"Guide: Traveling with Toddlers and Babies"
The myth that as soon as there are children you can only go on self-drive holidays on the farm or on the Baltic Sea has always worried me. When I set out on our adventure with the 10-month-old Levi on our Trans-Siberian Railway adventure, I heard the same comments over and over - “irresponsible” or “you can't expect a baby to do that” it said; in the best case just “brave”. But I didn't want to believe any of this - and the fact is, I was right. The topic of long-distance travel is far from dead with having children - you just have to rethink and approach the matter differently.
Since Levi and Jari were born, I haven't stopped traveling to exotic corners of the world and discovering them together. What I've stopped doing is wanting to get from A to B super fast, or letting the little things bother me. Our travels as a family are just as instructive for me as they are for my sons, which is why I have summarized my most important “lessons learned” for you here.
Traveling with toddlers - Here are my insider tips:
Traveling with small children: Choosing a travel destination
One of the main reasons why long-distance travel with small children is stigmatized as irresponsible is the possible inadequate health care at the destination.

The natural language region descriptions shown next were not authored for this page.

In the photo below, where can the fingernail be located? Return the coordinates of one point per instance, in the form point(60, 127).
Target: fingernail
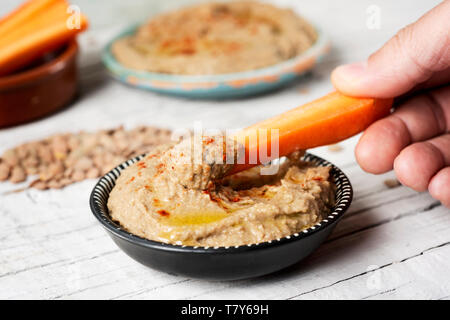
point(351, 72)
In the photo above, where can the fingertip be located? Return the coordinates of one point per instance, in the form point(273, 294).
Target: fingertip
point(380, 144)
point(417, 164)
point(346, 78)
point(439, 186)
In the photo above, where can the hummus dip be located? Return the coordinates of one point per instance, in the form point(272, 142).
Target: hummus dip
point(170, 198)
point(216, 38)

And yes, for a moment I thought I was a horrible bad mother when Levi and I rushed to a Siberian hospital that looked more like a shabby warehouse. Although everything went well and I still don't want to assume the very worst in advance, it is of course important to weigh the risks in the destination country.
Is there malaria there? What is the standard of the hospitals? How quickly can help be there? All important questions that can help you choose your travel destination. Did you know that there is no trace of malaria in Arusha National Park in Tanzania because the area is too high for the mosquitoes? And Bangkok has some of the most modern hospitals in the world. Very often, wonderfully child-friendly destinations are hidden behind loud prejudices.
Traveling with small children: the long-haul flight
It would be nice if all of our exotic dream destinations could be reached in the few hours of flight time that exactly coincide with the sleeping times of the little ones. In the end, however, long-haul flights are usually more strenuous for the parents than for the children. Here are my top tips:
Book a night flight
insist on an aisle seat
Carry instead of a stroller
Pack your own food and snacks in case you cannot put the child down and therefore cannot fold down the table during mealtimes
Pack toys for amusement
do not respond to annoyed comments from other passengers
A convincing argument to fly far with small children is that, firstly, the tickets are much cheaper for the little ones, and secondly, travel is also possible outside of the school holidays - either at the ideal travel time, or off-season at the best prices.
Traveling with small children: At the travel destination
Fortunately, toddlers only need a caregiver to feel comfortable. When mom and dad are happy, the child is happy too. This means that the long-distance journey with the child is relaxed as long as the parents can relax. Book a nice, child-friendly hotel that invites you to relax. Steer clear of stressful schedules and spend a few days in the same place. Allow enough time for rest breaks and keep regular meals. Don't rush into new adventures every day, but take time to digest and sometimes do nothing. I learned that in Siberia - the beauty of doing nothing.
The best thing about traveling with my children, however, is, in addition to gaining one's own perspective, also perceiving the new places through the eyes and the changes in my sons. In addition, the little ones often perform social miracles - children are loved everywhere, and making contact with the host culture is a lot easier when the little ones go ahead.
Traveling with small children and babies may sound like a great risk at first, and who would want to put down a tiring organizational marathon before it even starts? The truth is, it's very simple, and the difference isn't that big.